I have the following code in SQL:
CREATE OR REPLACE TABLE `table2` AS SELECT nmc_lvl, count(*) AS total_nb FROM ( SELECT DISTINCT nmc_ray as nmc_lvl, cli_id, date FROM `table1` ) GROUP BY nmc_lvl
I’ve been trying to rewrite it in python like so:
table2 = table1['cli_id', 'date', 'nmc_ray'].unique() table2 = table2.groupby('nmc_ray')['cli_id', 'date'].count()
but I keep getting a generic error message. What am I doing wrong?

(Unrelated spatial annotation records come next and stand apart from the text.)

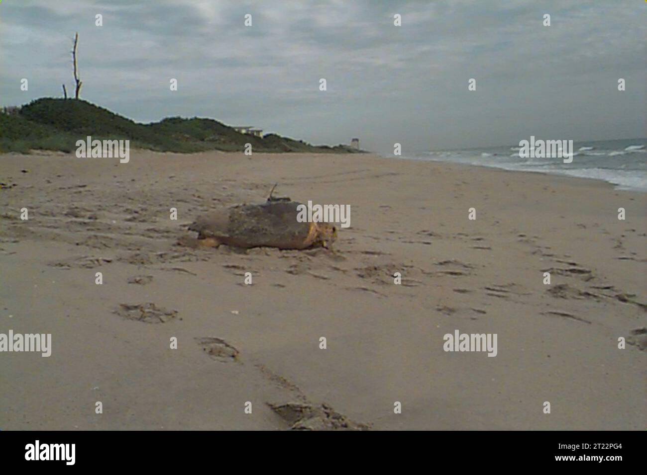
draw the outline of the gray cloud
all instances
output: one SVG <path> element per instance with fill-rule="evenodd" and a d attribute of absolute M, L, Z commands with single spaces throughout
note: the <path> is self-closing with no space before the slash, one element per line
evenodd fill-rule
<path fill-rule="evenodd" d="M 645 10 L 629 0 L 5 1 L 0 103 L 58 96 L 63 82 L 71 90 L 78 31 L 83 97 L 137 120 L 212 117 L 316 143 L 359 136 L 386 151 L 397 142 L 405 152 L 531 134 L 637 137 Z"/>

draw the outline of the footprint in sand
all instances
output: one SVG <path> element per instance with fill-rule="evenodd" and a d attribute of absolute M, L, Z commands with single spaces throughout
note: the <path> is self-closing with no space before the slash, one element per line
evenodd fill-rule
<path fill-rule="evenodd" d="M 145 323 L 166 323 L 177 316 L 177 310 L 160 308 L 153 303 L 119 304 L 114 313 L 128 320 L 137 320 Z"/>
<path fill-rule="evenodd" d="M 647 328 L 636 328 L 631 330 L 631 336 L 627 339 L 627 343 L 634 346 L 637 346 L 641 351 L 647 348 Z"/>
<path fill-rule="evenodd" d="M 268 405 L 287 423 L 292 430 L 366 430 L 370 427 L 350 420 L 326 404 L 303 403 Z"/>
<path fill-rule="evenodd" d="M 238 359 L 238 350 L 221 338 L 207 337 L 196 338 L 195 341 L 212 359 L 227 363 Z"/>

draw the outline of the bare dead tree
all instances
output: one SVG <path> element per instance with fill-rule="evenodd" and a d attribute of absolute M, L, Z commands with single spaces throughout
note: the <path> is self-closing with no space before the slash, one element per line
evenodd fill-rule
<path fill-rule="evenodd" d="M 76 82 L 76 90 L 74 93 L 74 97 L 76 99 L 79 98 L 79 95 L 81 94 L 81 86 L 83 85 L 83 82 L 79 79 L 78 64 L 76 61 L 76 48 L 78 46 L 78 42 L 79 34 L 77 33 L 74 36 L 74 48 L 72 50 L 72 60 L 74 63 L 74 81 Z"/>

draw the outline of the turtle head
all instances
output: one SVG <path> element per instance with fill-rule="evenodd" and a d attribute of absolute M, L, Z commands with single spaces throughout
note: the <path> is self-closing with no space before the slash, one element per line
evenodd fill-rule
<path fill-rule="evenodd" d="M 330 223 L 317 223 L 318 236 L 317 242 L 323 248 L 329 249 L 337 240 L 337 227 Z"/>

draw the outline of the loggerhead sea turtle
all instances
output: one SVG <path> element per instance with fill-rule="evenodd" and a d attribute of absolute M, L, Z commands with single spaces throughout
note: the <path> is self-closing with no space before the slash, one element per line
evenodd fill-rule
<path fill-rule="evenodd" d="M 300 204 L 270 196 L 262 204 L 236 205 L 204 215 L 189 226 L 190 231 L 197 232 L 197 238 L 184 239 L 181 244 L 213 248 L 221 244 L 244 248 L 330 247 L 337 237 L 335 226 L 299 222 L 296 216 Z"/>

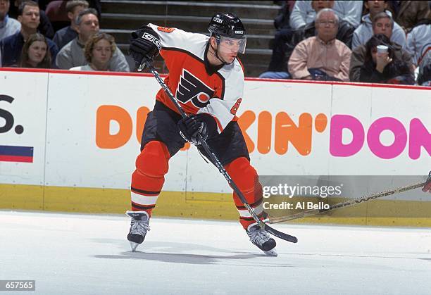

EDIT: added the error message
KeyError Traceback (most recent call last) /tmp/ipykernel_7989/1297335147.py in <module> ----> 1 table2 = table1['cli_id', 'date', 'nmc_ray'].unique() 2 table2 = table2.groupby('nmc_ray')['cli_id', 'date'].count() /opt/conda/lib/python3.7/site-packages/pandas/core/frame.py in __getitem__(self, key) 3456 if self.columns.nlevels > 1: 3457 return self._getitem_multilevel(key) -> 3458 indexer = self.columns.get_loc(key) 3459 if is_integer(indexer): 3460 indexer = [indexer] /opt/conda/lib/python3.7/site-packages/pandas/core/indexes/base.py in get_loc(self, key, method, tolerance) 3361 return self._engine.get_loc(casted_key) 3362 except KeyError as err: -> 3363 raise KeyError(key) from err 3364 3365 if is_scalar(key) and isna(key) and not self.hasnans: KeyError: ('cli_id', 'date', 'nmc_ray')
Advertisement
Answer
IIUC, you could try the following:
table2 = (table1.drop_duplicates(subset=['nmc_ray', 'cli_id', 'date'])[['nmc_ray','cli_id','date']] .rename(columns={'nmc_ray':'nmc_lvl'}) .value_counts('nmc_lvl').reset_index(name='total_nb'))
The equivalent of SELECT DISTINCT col
is drop_duplicates(col)
and the equivalent of SELECT col, count(*)
is value_counts(col)
.